If Buruma's version is correct, Bouyeri was acknowledging Anneke's pain, not denying it. His words have the tortuous self-justifying logic of anyone convicted of a heinous crime. Bouyeri comes across as all too understandable a character, far from the merciless butcher depicted in the press.
Most of all, he comes across as Dutch. Dutch is Bouyeri's first language. Aside from one summer in his parents' native village in Morocco, where he was lonely and out of place, he has spent his entire life in the Netherlands. His ludicrous political fantasies and spectacular crime, his refusal to speak throughout his trial, and his strange and pathetic statement at its end, are strongly reminiscent of Marinus van der Lubbe, the hapless oddball Dutch Communist convicted of setting the Reichstag fire in 1933 -- a figure who has gone down in Dutch history as a sort of tragicomic hero.
For as much as the Netherlands has a culture of reasonableness, tolerance, compromise and conformist Calvinist morality, it also has a long tradition of freaks, people unable to conform, who launch quixotic rebellions against society's strictures. Vincent van Gogh found himself unable to fit in; his great-grandnephew Theo did too.
This tension is in fact what van Gogh was getting at in the TV series my wife produced, "Het Is Hier Verschrikkelijk Gezellig." "Verschrikkelijk" translates fairly well as "terribly": As in English, it can be used idiomatically to mean "very," but the root "schrik" means shock or terror. The word "gezellig" is one of those untranslatable ones that are supposed to express the essence of a culture. The Dutch often translate it as "cozy," but it is closer to a communal kind of "fun," "nice," or "sociable," and might best be expressed by a Franz Hals painting of a bunch of people enjoying a good time in a cheery bar. The root "gezel" means "fellow" or "mate," as in "gezelschap," a society or group of companions. There is a strong imperative to be "gezellig" in Dutch society, and van Gogh's pun on "verschrikkelijk" is a version of one of the most common Dutch cultural self-critiques, of how "terrible" this "coziness" can be. Inside the pun lurks a basic opposition between "gezel" and "schrik," between fitting in, being a nice fellow, and terror.

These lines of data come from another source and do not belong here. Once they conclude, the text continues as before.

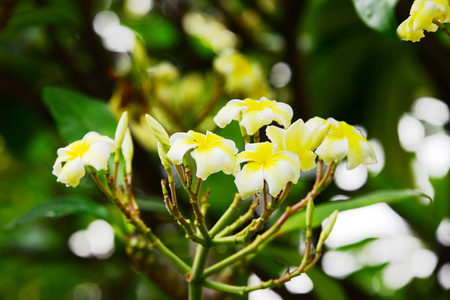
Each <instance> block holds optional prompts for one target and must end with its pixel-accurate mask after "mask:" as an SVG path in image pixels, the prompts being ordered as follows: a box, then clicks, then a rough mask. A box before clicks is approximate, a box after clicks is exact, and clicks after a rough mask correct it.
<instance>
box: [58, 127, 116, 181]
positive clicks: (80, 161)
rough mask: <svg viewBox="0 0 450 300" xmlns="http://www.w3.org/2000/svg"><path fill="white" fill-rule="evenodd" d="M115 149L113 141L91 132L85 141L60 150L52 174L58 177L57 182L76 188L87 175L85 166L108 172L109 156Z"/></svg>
mask: <svg viewBox="0 0 450 300" xmlns="http://www.w3.org/2000/svg"><path fill="white" fill-rule="evenodd" d="M115 149H116V145H115V143H114V141H113V140H112V139H110V138H109V137H107V136H103V135H100V134H98V133H97V132H94V131H91V132H89V133H87V134H86V135H85V136H84V137H83V139H81V140H79V141H75V142H73V143H71V144H70V145H68V146H67V147H64V148H59V149H58V151H57V154H58V158H57V159H56V161H55V164H54V165H53V172H52V173H53V174H54V175H56V176H57V177H58V179H57V180H56V181H58V182H62V183H65V184H66V185H67V186H72V187H76V186H77V185H78V183H79V182H80V179H81V178H82V177H83V176H84V175H85V174H86V172H85V170H84V166H92V167H93V168H94V169H96V170H97V171H99V170H106V169H107V168H108V159H109V156H110V154H111V153H113V152H114V151H115ZM63 163H65V164H64V166H63Z"/></svg>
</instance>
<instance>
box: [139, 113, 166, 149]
mask: <svg viewBox="0 0 450 300" xmlns="http://www.w3.org/2000/svg"><path fill="white" fill-rule="evenodd" d="M145 119H146V120H147V124H148V127H149V128H150V131H151V132H152V133H153V135H154V136H155V138H156V139H157V140H158V142H160V143H161V146H162V148H163V149H164V150H165V152H166V153H167V151H169V149H170V141H169V134H167V132H166V130H165V129H164V127H163V126H162V125H161V124H160V123H159V122H158V121H156V119H155V118H153V117H152V116H150V115H148V114H147V115H145Z"/></svg>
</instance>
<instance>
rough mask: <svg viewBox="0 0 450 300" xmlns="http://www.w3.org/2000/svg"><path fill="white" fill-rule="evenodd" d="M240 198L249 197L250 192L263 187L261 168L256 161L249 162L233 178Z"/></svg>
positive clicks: (250, 194)
mask: <svg viewBox="0 0 450 300" xmlns="http://www.w3.org/2000/svg"><path fill="white" fill-rule="evenodd" d="M234 183H235V184H236V187H237V189H238V192H239V194H240V195H241V197H242V199H246V198H248V197H250V196H251V195H252V194H254V193H257V192H260V191H261V190H262V188H263V170H262V166H261V165H260V164H258V163H254V162H250V163H248V164H246V165H245V166H244V167H243V168H242V170H241V171H240V172H239V173H237V174H236V179H235V180H234Z"/></svg>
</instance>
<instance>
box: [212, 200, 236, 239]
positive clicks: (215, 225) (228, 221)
mask: <svg viewBox="0 0 450 300" xmlns="http://www.w3.org/2000/svg"><path fill="white" fill-rule="evenodd" d="M241 201H242V198H241V196H240V195H239V194H238V193H236V194H235V195H234V199H233V202H232V203H231V205H230V207H228V209H227V211H226V212H225V213H224V214H223V215H222V217H220V219H219V221H217V223H216V224H215V225H214V226H213V228H211V230H210V231H209V234H210V235H211V236H215V235H216V234H217V233H218V232H220V231H221V230H222V229H223V228H225V227H226V226H227V224H228V223H229V222H230V220H231V219H233V217H234V215H235V214H236V213H238V206H239V204H240V203H241Z"/></svg>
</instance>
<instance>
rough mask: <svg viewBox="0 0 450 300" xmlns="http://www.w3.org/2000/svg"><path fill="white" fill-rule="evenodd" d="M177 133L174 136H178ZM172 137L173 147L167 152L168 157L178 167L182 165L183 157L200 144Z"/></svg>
mask: <svg viewBox="0 0 450 300" xmlns="http://www.w3.org/2000/svg"><path fill="white" fill-rule="evenodd" d="M176 134H177V133H175V134H174V135H176ZM174 135H172V136H171V137H170V139H171V141H170V143H171V144H172V146H171V147H170V150H169V152H167V157H168V158H169V159H170V160H171V161H172V162H173V163H174V164H176V165H180V164H181V163H182V162H183V157H184V155H185V154H186V152H188V151H189V150H191V149H193V148H195V147H197V145H198V143H197V142H196V141H193V140H191V139H189V138H187V139H186V138H177V137H175V138H174V139H172V137H174Z"/></svg>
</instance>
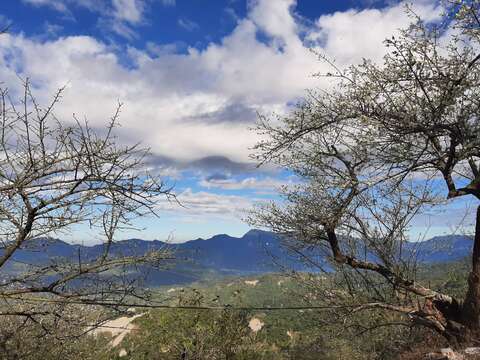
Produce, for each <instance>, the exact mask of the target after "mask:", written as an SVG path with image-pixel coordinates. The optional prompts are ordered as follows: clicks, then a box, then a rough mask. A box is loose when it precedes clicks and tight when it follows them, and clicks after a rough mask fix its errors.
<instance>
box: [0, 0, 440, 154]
mask: <svg viewBox="0 0 480 360" xmlns="http://www.w3.org/2000/svg"><path fill="white" fill-rule="evenodd" d="M28 1H37V2H38V1H42V2H47V1H54V0H28ZM58 1H59V0H58ZM83 1H84V2H85V1H87V0H83ZM164 3H165V2H164ZM116 4H117V5H121V4H127V6H133V7H134V11H133V12H132V13H129V14H126V13H122V11H120V10H119V12H117V13H115V14H117V15H116V16H119V17H120V18H121V19H123V21H122V22H120V23H121V24H127V25H128V24H130V23H137V22H139V21H141V20H140V19H141V17H142V15H141V14H142V11H143V10H142V9H141V7H137V5H138V4H139V2H138V1H133V0H130V1H127V0H122V1H120V0H117V1H116ZM294 6H295V1H293V0H279V1H270V0H257V1H253V2H251V3H250V7H249V14H248V16H247V18H245V19H242V20H239V21H238V23H237V26H236V27H235V29H234V30H233V31H232V33H231V34H229V35H228V36H226V37H224V38H223V39H222V40H221V42H219V43H211V44H209V45H208V46H207V47H206V48H205V49H203V50H197V49H194V48H190V49H188V51H187V52H186V53H184V54H175V53H172V51H158V52H156V53H155V55H152V51H151V49H152V46H150V47H149V48H150V51H147V50H141V49H133V48H130V49H129V50H128V52H127V56H130V58H131V60H132V62H133V63H134V64H135V67H128V66H124V65H123V64H124V63H125V59H122V61H121V60H120V58H119V56H120V55H119V53H118V52H117V51H118V50H116V49H112V48H110V47H109V46H108V45H106V44H105V43H102V42H101V41H99V40H97V39H94V38H92V37H87V36H69V37H65V38H58V39H56V40H54V41H44V42H42V41H39V40H38V39H29V38H26V37H24V36H23V35H6V36H4V37H2V38H1V39H0V78H1V79H2V81H3V83H4V84H8V85H9V86H10V87H12V88H14V87H15V85H16V84H17V85H18V79H17V76H16V75H17V73H19V74H20V75H21V76H23V77H26V76H29V77H30V78H31V79H32V81H33V82H34V84H35V89H34V90H35V93H36V94H37V95H38V96H39V98H40V100H43V101H46V100H47V99H49V98H50V97H51V95H52V94H53V93H54V92H55V90H56V89H57V88H58V87H60V86H63V85H65V84H68V89H67V92H66V93H65V96H64V98H63V101H62V103H61V104H60V105H59V107H58V108H57V110H56V112H57V115H58V117H59V118H61V119H71V115H72V113H76V114H77V115H79V116H80V117H82V116H83V115H85V116H87V117H88V119H89V120H90V123H91V124H92V125H93V126H102V125H103V124H104V123H105V121H106V120H107V119H108V118H109V117H110V116H111V114H112V112H113V111H114V108H115V106H116V103H117V100H120V101H122V102H124V104H125V106H124V108H123V110H122V114H121V123H122V125H123V126H122V128H121V129H120V132H121V133H120V135H121V139H123V141H132V142H136V141H138V139H142V141H143V142H144V143H145V144H146V145H147V146H150V147H151V148H152V151H153V152H154V153H155V154H156V155H161V156H168V157H169V158H173V159H175V160H178V161H184V162H185V161H192V160H195V159H200V158H204V157H211V156H220V155H221V156H225V157H227V158H229V159H230V160H233V161H236V162H247V161H249V157H248V155H249V153H250V150H249V149H250V148H251V147H252V146H253V145H254V144H255V143H256V141H257V139H258V138H257V137H256V135H255V134H254V133H253V132H252V131H250V130H249V129H248V125H247V124H248V123H250V124H251V123H252V122H253V121H255V111H256V110H257V111H260V112H262V113H268V112H270V111H273V110H275V111H277V112H283V111H285V110H286V108H287V105H286V104H287V103H288V102H290V101H292V100H295V99H296V98H298V97H301V96H302V95H304V93H305V89H308V88H312V87H315V86H324V85H325V84H324V83H322V82H321V81H323V80H319V79H316V78H313V77H312V76H311V74H312V73H315V72H318V71H319V70H326V69H327V68H326V65H324V64H322V63H320V62H318V61H317V59H316V57H315V56H314V55H313V54H312V53H311V52H310V51H309V50H308V49H307V48H306V47H305V46H304V44H303V41H302V38H301V35H300V34H299V30H298V25H297V22H296V20H295V19H296V18H295V16H294V15H293V14H292V11H294ZM416 6H417V8H418V12H419V13H420V14H423V15H425V16H427V17H431V15H430V14H431V13H434V5H433V0H432V2H428V3H427V2H422V3H419V4H418V5H416ZM408 22H409V20H408V18H407V17H406V16H405V15H404V13H403V6H402V5H401V4H397V5H395V6H391V7H387V8H385V9H381V10H364V11H359V12H358V11H353V10H350V11H346V12H338V13H335V14H332V15H326V16H322V17H321V18H320V19H318V21H317V22H316V23H315V25H314V26H313V27H311V28H310V29H309V40H312V39H316V40H318V43H317V47H318V49H319V50H321V51H322V52H325V53H327V55H328V56H329V57H330V58H335V59H338V63H339V65H340V66H342V65H346V64H349V63H350V62H351V61H358V60H360V59H361V58H362V57H365V56H366V57H373V58H375V59H378V58H381V56H382V55H383V53H384V50H383V48H382V46H381V40H382V39H383V38H384V37H386V36H389V35H390V34H391V33H392V32H394V31H395V29H397V28H399V27H403V26H405V25H406V24H407V23H408ZM128 29H129V27H128V26H127V27H126V28H125V29H123V32H124V33H125V36H134V33H128ZM125 30H127V31H126V32H125ZM117 31H118V32H122V29H117ZM302 31H304V30H302ZM259 32H261V33H262V34H263V35H264V36H263V38H267V39H270V41H267V42H265V41H260V40H259V38H258V33H259ZM122 56H125V54H122ZM13 93H14V91H13ZM233 108H237V109H248V111H244V112H235V113H233V112H232V111H231V109H233ZM212 114H213V115H212ZM212 116H214V117H215V119H214V120H215V121H212V119H211V117H212Z"/></svg>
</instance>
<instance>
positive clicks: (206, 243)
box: [0, 230, 473, 286]
mask: <svg viewBox="0 0 480 360" xmlns="http://www.w3.org/2000/svg"><path fill="white" fill-rule="evenodd" d="M280 242H281V240H280V237H279V236H278V235H276V234H274V233H271V232H268V231H261V230H250V231H249V232H247V233H246V234H245V235H243V236H242V237H241V238H236V237H232V236H229V235H226V234H221V235H215V236H213V237H211V238H209V239H206V240H204V239H196V240H191V241H187V242H185V243H182V244H168V243H165V242H162V241H158V240H155V241H145V240H141V239H128V240H124V241H119V242H116V243H114V244H112V245H111V248H110V254H111V255H112V256H119V255H123V256H125V255H142V254H145V253H146V252H148V251H151V250H160V249H169V250H170V251H172V252H173V253H174V256H175V258H176V259H178V260H177V261H175V263H172V264H170V266H169V268H168V269H165V270H152V271H150V272H149V273H148V276H147V277H146V282H147V283H148V285H150V286H157V285H168V284H178V283H190V282H193V281H196V280H202V279H205V278H209V277H218V276H224V275H246V274H253V273H267V272H272V271H278V270H279V266H280V267H281V266H284V267H287V268H293V269H295V270H305V269H307V267H306V266H305V265H304V263H302V262H301V261H300V260H299V259H295V258H292V257H291V256H287V255H286V254H285V252H284V250H283V249H282V247H281V244H280ZM472 247H473V241H472V239H471V238H470V237H466V236H460V235H450V236H439V237H434V238H432V239H430V240H427V241H424V242H419V243H408V244H407V245H406V247H405V251H406V253H407V254H409V255H412V256H415V257H416V258H417V260H418V261H419V262H422V263H438V262H447V261H455V260H459V259H461V258H464V257H466V256H467V255H468V254H469V253H470V252H471V250H472ZM103 251H104V245H103V244H99V245H93V246H82V245H72V244H68V243H66V242H64V241H62V240H58V239H47V238H39V239H35V240H34V241H32V242H30V243H29V244H28V246H26V247H24V248H22V249H20V250H18V251H17V252H16V253H15V255H14V257H13V260H14V261H12V262H11V264H12V266H10V267H9V268H7V271H9V272H11V273H12V272H15V271H18V269H19V264H23V265H24V266H28V264H33V265H47V264H48V263H50V262H53V261H56V262H57V261H78V259H79V258H80V259H81V260H82V261H85V262H86V261H89V260H92V259H95V258H97V257H98V256H100V255H101V254H102V253H103ZM1 252H2V251H1V250H0V254H1ZM309 256H311V257H315V262H316V263H318V264H320V265H325V264H326V263H327V261H326V259H325V256H322V255H319V254H315V253H314V252H313V250H311V251H310V253H309ZM367 256H368V255H367ZM368 257H370V256H368Z"/></svg>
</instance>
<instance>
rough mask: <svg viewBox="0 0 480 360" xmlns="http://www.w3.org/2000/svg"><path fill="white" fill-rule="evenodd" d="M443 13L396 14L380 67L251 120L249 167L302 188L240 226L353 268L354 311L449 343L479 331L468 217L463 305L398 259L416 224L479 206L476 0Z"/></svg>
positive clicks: (350, 73)
mask: <svg viewBox="0 0 480 360" xmlns="http://www.w3.org/2000/svg"><path fill="white" fill-rule="evenodd" d="M444 8H445V14H444V17H443V19H442V21H441V22H437V23H434V24H432V23H424V22H423V21H422V20H421V19H420V18H418V17H417V16H416V15H415V14H414V12H413V11H412V10H408V11H409V13H410V15H411V16H412V24H411V25H410V26H409V27H408V28H407V29H404V30H401V32H400V35H399V36H396V37H392V38H389V39H387V40H386V41H385V46H386V55H385V56H384V58H383V63H381V64H377V63H375V62H373V61H371V60H368V59H365V60H364V61H363V62H362V63H361V64H359V65H354V66H351V67H348V68H347V69H339V68H336V67H335V65H334V63H333V62H332V63H331V64H332V66H333V71H332V72H331V73H329V74H325V76H328V77H329V78H331V79H333V80H334V81H335V84H336V85H335V87H334V89H333V90H321V89H320V90H311V91H310V92H309V94H308V96H306V97H305V99H304V100H303V101H302V102H301V103H299V104H298V106H297V107H296V108H295V109H294V110H293V111H291V113H290V114H288V115H287V116H279V117H268V116H260V119H259V124H258V131H259V133H260V134H261V135H263V136H264V140H263V141H261V142H260V143H258V145H257V146H256V151H257V153H256V157H257V159H258V160H259V161H260V162H261V163H264V162H274V163H276V164H277V165H280V166H282V167H286V168H288V169H290V170H291V171H293V172H294V173H295V174H296V175H298V176H299V177H300V178H301V179H302V182H301V184H300V185H297V186H292V187H287V188H284V189H283V196H284V199H285V201H284V203H283V204H275V203H272V204H269V205H267V206H262V207H260V208H259V209H258V210H257V211H256V212H255V213H254V214H253V216H252V222H253V223H254V224H256V225H261V226H266V227H269V228H272V229H273V230H275V231H276V232H279V233H282V234H285V235H287V237H288V239H290V240H288V242H289V243H290V246H295V247H296V248H297V249H302V248H308V247H319V248H323V249H325V251H326V252H327V253H328V254H329V255H330V258H331V259H332V261H333V263H334V264H337V265H339V266H340V267H341V268H350V269H353V270H354V273H355V274H356V275H357V276H358V283H359V284H363V285H366V287H367V289H368V290H365V286H363V287H362V294H363V296H364V297H362V300H361V301H360V300H358V302H359V303H358V304H357V305H358V306H359V307H358V309H367V308H381V309H386V310H390V311H394V312H398V313H400V314H404V315H405V317H406V318H407V319H408V321H410V322H413V323H415V324H421V325H425V326H428V327H429V328H431V329H434V330H435V331H437V332H439V333H440V334H442V335H444V336H445V337H447V338H448V339H449V340H451V341H452V342H455V341H463V340H464V339H466V338H467V337H470V336H472V334H473V333H475V334H477V335H478V330H479V329H480V210H479V212H478V215H477V225H476V227H477V231H476V234H475V239H474V240H475V242H474V249H473V253H472V271H471V274H470V277H469V285H468V289H469V290H468V293H467V295H466V297H465V299H455V298H452V297H451V296H449V295H447V294H441V293H438V292H436V291H434V290H432V289H429V288H428V287H425V286H423V285H422V284H419V283H417V282H416V281H415V268H416V265H415V261H414V256H413V255H414V254H407V253H405V251H404V247H405V246H404V245H405V242H406V241H407V240H408V239H409V236H408V233H409V232H408V230H409V228H410V224H411V222H412V220H413V219H415V218H416V216H418V215H419V214H421V213H422V212H424V211H426V210H428V209H430V208H431V207H432V206H438V205H441V204H445V202H446V201H453V199H454V198H458V197H464V196H469V197H471V198H473V199H476V200H478V199H480V119H479V115H480V86H479V85H480V47H479V45H480V20H479V17H480V2H478V1H454V2H445V3H444ZM292 239H294V240H292ZM409 255H410V256H409ZM392 290H395V291H394V292H392ZM392 294H393V295H392ZM365 296H366V297H367V298H365ZM477 335H475V336H477Z"/></svg>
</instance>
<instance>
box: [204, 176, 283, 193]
mask: <svg viewBox="0 0 480 360" xmlns="http://www.w3.org/2000/svg"><path fill="white" fill-rule="evenodd" d="M291 183H292V182H291V181H282V180H279V179H275V178H272V177H267V178H262V179H259V178H257V177H248V178H245V179H242V180H236V179H234V178H229V177H227V176H218V175H212V176H210V177H208V178H206V179H203V180H201V181H200V182H199V185H200V186H202V187H204V188H207V189H211V188H217V189H223V190H256V191H259V192H261V193H265V192H272V193H273V192H275V191H276V190H277V189H278V188H279V187H281V186H283V185H288V184H291Z"/></svg>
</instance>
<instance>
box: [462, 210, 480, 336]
mask: <svg viewBox="0 0 480 360" xmlns="http://www.w3.org/2000/svg"><path fill="white" fill-rule="evenodd" d="M462 323H463V324H464V325H465V326H466V327H467V328H468V330H470V331H471V332H473V333H474V334H478V333H480V331H479V330H480V206H479V207H478V208H477V218H476V224H475V239H474V244H473V252H472V271H471V272H470V274H469V276H468V290H467V295H466V296H465V301H464V303H463V308H462Z"/></svg>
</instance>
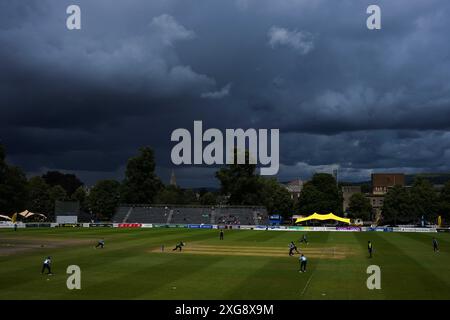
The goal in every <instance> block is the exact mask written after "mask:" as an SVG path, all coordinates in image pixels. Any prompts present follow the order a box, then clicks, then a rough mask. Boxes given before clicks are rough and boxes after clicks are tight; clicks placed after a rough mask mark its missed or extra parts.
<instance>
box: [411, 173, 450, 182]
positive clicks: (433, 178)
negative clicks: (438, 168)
mask: <svg viewBox="0 0 450 320" xmlns="http://www.w3.org/2000/svg"><path fill="white" fill-rule="evenodd" d="M416 177H422V178H425V179H427V180H428V181H430V182H431V183H432V184H445V183H446V182H447V181H450V173H419V174H407V175H405V180H406V181H405V182H406V185H412V184H413V183H414V179H415V178H416Z"/></svg>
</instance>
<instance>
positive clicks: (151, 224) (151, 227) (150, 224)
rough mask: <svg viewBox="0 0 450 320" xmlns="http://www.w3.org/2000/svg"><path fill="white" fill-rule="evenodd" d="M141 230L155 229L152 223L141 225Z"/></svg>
mask: <svg viewBox="0 0 450 320" xmlns="http://www.w3.org/2000/svg"><path fill="white" fill-rule="evenodd" d="M141 228H153V224H151V223H143V224H142V225H141Z"/></svg>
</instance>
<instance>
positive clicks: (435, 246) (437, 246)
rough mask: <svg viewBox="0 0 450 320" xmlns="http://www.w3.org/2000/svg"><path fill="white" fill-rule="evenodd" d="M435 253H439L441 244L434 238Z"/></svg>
mask: <svg viewBox="0 0 450 320" xmlns="http://www.w3.org/2000/svg"><path fill="white" fill-rule="evenodd" d="M433 251H434V252H436V251H437V252H439V244H438V242H437V240H436V238H433Z"/></svg>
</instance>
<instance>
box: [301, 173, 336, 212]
mask: <svg viewBox="0 0 450 320" xmlns="http://www.w3.org/2000/svg"><path fill="white" fill-rule="evenodd" d="M297 206H298V212H299V213H300V214H312V213H314V212H317V213H322V214H325V213H330V212H333V213H336V214H340V213H341V212H342V195H341V193H340V192H339V189H338V187H337V184H336V180H335V179H334V177H333V176H332V175H331V174H327V173H316V174H314V176H313V177H312V179H311V180H310V181H308V182H307V183H305V185H304V186H303V189H302V192H301V193H300V197H299V201H298V205H297Z"/></svg>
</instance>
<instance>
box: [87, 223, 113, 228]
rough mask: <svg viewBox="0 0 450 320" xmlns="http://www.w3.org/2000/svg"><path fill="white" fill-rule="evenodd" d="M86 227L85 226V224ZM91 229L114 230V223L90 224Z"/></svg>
mask: <svg viewBox="0 0 450 320" xmlns="http://www.w3.org/2000/svg"><path fill="white" fill-rule="evenodd" d="M83 226H84V224H83ZM89 227H91V228H112V227H113V224H112V223H89Z"/></svg>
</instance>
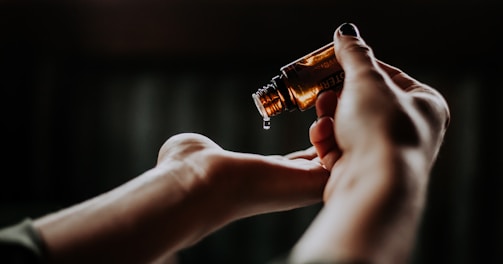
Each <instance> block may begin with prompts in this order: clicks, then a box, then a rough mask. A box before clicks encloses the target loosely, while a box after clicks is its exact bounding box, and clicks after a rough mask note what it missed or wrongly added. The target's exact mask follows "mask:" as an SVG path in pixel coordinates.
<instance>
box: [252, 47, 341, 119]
mask: <svg viewBox="0 0 503 264" xmlns="http://www.w3.org/2000/svg"><path fill="white" fill-rule="evenodd" d="M343 80H344V72H343V71H342V68H341V67H340V65H339V63H338V62H337V59H336V58H335V53H334V46H333V43H329V44H327V45H325V46H323V47H322V48H320V49H318V50H316V51H314V52H311V53H309V54H308V55H306V56H304V57H302V58H300V59H298V60H296V61H294V62H292V63H290V64H287V65H285V66H283V67H281V68H280V74H279V75H277V76H275V77H274V78H272V80H271V82H270V83H268V84H267V85H265V86H264V87H262V88H261V89H259V90H258V91H257V92H255V93H254V94H253V95H252V97H253V100H254V101H255V105H256V106H257V109H258V111H259V112H260V114H261V115H262V117H263V118H264V120H268V122H270V121H269V118H270V117H272V116H275V115H278V114H280V113H282V112H285V111H293V110H295V109H299V110H301V111H304V110H306V109H309V108H311V107H312V106H314V104H315V102H316V98H317V96H318V94H319V93H320V92H321V91H323V90H326V89H335V90H340V89H341V88H342V84H343ZM268 124H269V125H270V123H268Z"/></svg>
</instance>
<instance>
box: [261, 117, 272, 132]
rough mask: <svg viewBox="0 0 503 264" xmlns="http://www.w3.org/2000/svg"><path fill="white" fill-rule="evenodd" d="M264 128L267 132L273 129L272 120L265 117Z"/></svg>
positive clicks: (267, 117)
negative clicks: (271, 123)
mask: <svg viewBox="0 0 503 264" xmlns="http://www.w3.org/2000/svg"><path fill="white" fill-rule="evenodd" d="M262 127H263V128H264V129H265V130H268V129H269V128H271V119H270V118H269V117H264V123H263V125H262Z"/></svg>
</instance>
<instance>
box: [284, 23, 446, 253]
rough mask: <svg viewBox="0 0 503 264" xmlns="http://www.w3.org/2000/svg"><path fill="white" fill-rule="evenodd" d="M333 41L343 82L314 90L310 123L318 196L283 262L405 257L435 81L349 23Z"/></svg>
mask: <svg viewBox="0 0 503 264" xmlns="http://www.w3.org/2000/svg"><path fill="white" fill-rule="evenodd" d="M351 26H352V27H353V29H351V28H350V27H351ZM348 27H349V28H348ZM344 31H346V32H347V31H349V32H350V34H343V32H344ZM334 49H335V54H336V57H337V59H338V62H339V63H340V64H341V66H342V68H343V70H344V71H345V82H344V88H343V91H342V93H341V94H340V95H338V94H336V93H335V92H333V91H328V92H324V93H322V94H321V95H320V96H319V97H318V100H317V104H316V110H317V115H318V117H319V119H318V120H317V122H315V123H314V124H313V125H312V127H311V129H310V138H311V142H312V143H313V145H314V146H315V148H316V150H317V153H318V155H319V157H320V158H321V160H322V162H323V164H324V165H325V166H326V167H327V169H329V170H331V176H330V179H329V181H328V183H327V185H326V187H325V190H324V202H325V205H324V207H323V209H322V210H321V212H320V213H319V215H318V216H317V217H316V219H315V220H314V221H313V223H312V224H311V226H310V227H309V229H308V230H307V231H306V233H305V234H304V235H303V236H302V238H301V239H300V240H299V242H298V243H297V244H296V245H295V247H294V249H293V251H292V254H291V257H290V261H291V262H292V263H308V262H309V263H311V262H315V263H318V262H319V263H325V262H327V263H332V262H335V261H341V263H346V262H344V261H347V263H353V262H354V263H361V262H362V263H407V261H408V257H409V254H410V250H411V248H412V244H413V241H414V238H415V235H416V231H417V230H416V229H417V225H418V222H419V220H420V217H421V213H422V211H423V207H424V203H425V199H426V194H427V184H428V180H429V177H430V174H431V169H432V166H433V164H434V162H435V159H436V157H437V154H438V151H439V149H440V146H441V144H442V141H443V138H444V135H445V131H446V129H447V127H448V123H449V119H450V113H449V108H448V105H447V103H446V101H445V99H444V98H443V97H442V95H441V94H440V93H439V92H438V91H436V90H435V89H433V88H431V87H429V86H427V85H425V84H423V83H420V82H419V81H417V80H415V79H413V78H411V77H410V76H408V75H407V74H405V73H404V72H402V71H400V70H399V69H397V68H395V67H392V66H390V65H388V64H385V63H383V62H381V61H379V60H377V59H376V58H375V57H374V54H373V52H372V49H371V48H370V47H369V46H368V45H367V44H366V43H365V42H364V40H363V39H362V38H361V37H360V36H359V32H358V30H357V29H356V27H354V25H351V24H345V25H343V26H341V27H340V28H339V29H338V30H336V32H335V34H334ZM358 261H361V262H358Z"/></svg>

And so we come back to van Gogh's assassin. Mohammed Bouyeri does not have much in common with his victim, but he, and the tens of thousands of young Dutch Muslim men like him, do share both van Gogh's inability to accommodate to "normal" Dutch society, and his inability to live anywhere else. They may be influenced by rural Moroccan norms of gender roles and honor; they may not feel Dutch; they may declare war on their own country in a suicidal fit of machismo. But there is nowhere else for them to go. As Buruma says, the risk of Muslim violence will continue "as long as young men and women feel that death is their only way home." Holland, like the rest of Europe, is stuck with its prodigal sons, and it is up to Holland to figure out how to make them feel they belong. Proclaiming one's right as an heir of the Enlightenment to call them "goatfuckers" was probably not a good place to start.